Se ne tornò a Civitacampomarano dove si dedicò ai suoi studi e a quelli della musica, esercitandosi nel suono del violino.
Fino al 1848 il Pepe trascorse la sua esistenza tra il paese natio e Napoli, dove si recava presso parenti, specie nei mesi invernali. Ed è scontato dire che la polizia borbonica lo continuava a tenere sotto controllo.
Nel 1848, ai primi moti di quell’anno, con decreto 3 marzo venne richiamato a Napoli e nominato Capo di Stato Maggiore della Guardia Nazionale, al cui vertice era stato nominato il generale principe Pignatelli, di cui il Pepe era stato già aiutante di campo.

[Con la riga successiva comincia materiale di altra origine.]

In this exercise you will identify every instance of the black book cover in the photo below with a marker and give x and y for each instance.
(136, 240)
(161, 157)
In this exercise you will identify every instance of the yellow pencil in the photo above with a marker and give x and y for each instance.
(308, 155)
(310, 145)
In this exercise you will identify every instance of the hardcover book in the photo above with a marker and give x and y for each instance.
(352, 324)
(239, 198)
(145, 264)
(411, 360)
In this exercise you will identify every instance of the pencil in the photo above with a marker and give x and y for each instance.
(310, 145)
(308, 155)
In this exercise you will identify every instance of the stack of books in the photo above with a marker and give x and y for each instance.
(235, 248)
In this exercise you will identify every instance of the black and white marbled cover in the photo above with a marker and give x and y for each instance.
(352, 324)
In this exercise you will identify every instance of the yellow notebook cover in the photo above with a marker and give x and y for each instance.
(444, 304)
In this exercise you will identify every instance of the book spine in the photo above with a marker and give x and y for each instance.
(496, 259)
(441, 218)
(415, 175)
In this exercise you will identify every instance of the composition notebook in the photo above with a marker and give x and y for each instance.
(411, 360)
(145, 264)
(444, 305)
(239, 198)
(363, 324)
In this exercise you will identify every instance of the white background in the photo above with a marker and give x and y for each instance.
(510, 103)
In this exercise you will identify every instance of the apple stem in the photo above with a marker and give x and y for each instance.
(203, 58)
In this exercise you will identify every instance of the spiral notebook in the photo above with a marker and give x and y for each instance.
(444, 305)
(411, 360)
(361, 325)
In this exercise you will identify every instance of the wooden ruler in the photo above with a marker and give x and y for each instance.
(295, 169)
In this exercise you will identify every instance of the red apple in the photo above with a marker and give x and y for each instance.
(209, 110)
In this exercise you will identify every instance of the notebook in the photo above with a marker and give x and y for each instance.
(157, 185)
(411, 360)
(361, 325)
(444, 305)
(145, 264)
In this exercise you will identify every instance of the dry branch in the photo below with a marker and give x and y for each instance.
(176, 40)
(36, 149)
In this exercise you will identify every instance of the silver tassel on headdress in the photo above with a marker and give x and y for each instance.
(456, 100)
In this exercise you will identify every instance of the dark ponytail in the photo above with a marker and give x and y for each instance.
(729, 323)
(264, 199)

Il re, volendo ostentare sentimenti democratici, lo invitò alla Reggia e nel corso del colloquio gli offrì di adoperarsi alla formazione del Ministero, ma il Nostro, schivo di onori, designò al suo posto l’amico Troya, il quale accettando, nominò il Pepe Generale Comandante della Guardia Nazionale.
Eletto Deputato al Parlamento per il collegio del Molise, in seguito all’ennesimo scioglimento di esso, amareggiato, tornò al suo paese, Civitacampomarano dove si spense il 26 giugno 1849.
Fu seppellito con tutti gli onori dal suo popolo nella chiesa di San Giorgio; in seguito le sue spoglie furono disperse ad opera di un sacerdote sanfedista, tale Bellaroba, di cui non si sa bene che fine abbia fatto dopo che fu sospeso a divinis.
La sorte si era accanita talmente su questo eroico patriota, tanto che il giorno della sua morte, mentre si svolgevano i funerali, giunse a Civitacampomarano un messo da Napoli, per notificargli l’ennesimo mandato di cattura.
Gabriele Pepe fu innanzitutto un grande patriota, un militare, un politico onesto, un amante delle lettere ed uno storico, ma fu anche poeta che ci ha lasciato un’ode all’Italia molto bella.
La città di Campobasso, alla sua morte, gli conferì la Cittadinanza onoraria e in seguito, gli ha eretto un monumento stupendo, opera dello scultore Francesco Jerace, inaugurato il 27 luglio 1913 alla presenza di S.A.R. Emanuele Filiberto di Savoia, e posto nella Piazza a Lui stesso dedicata, al centro principale della Città, proprio di fronte al Palazzo del Governo.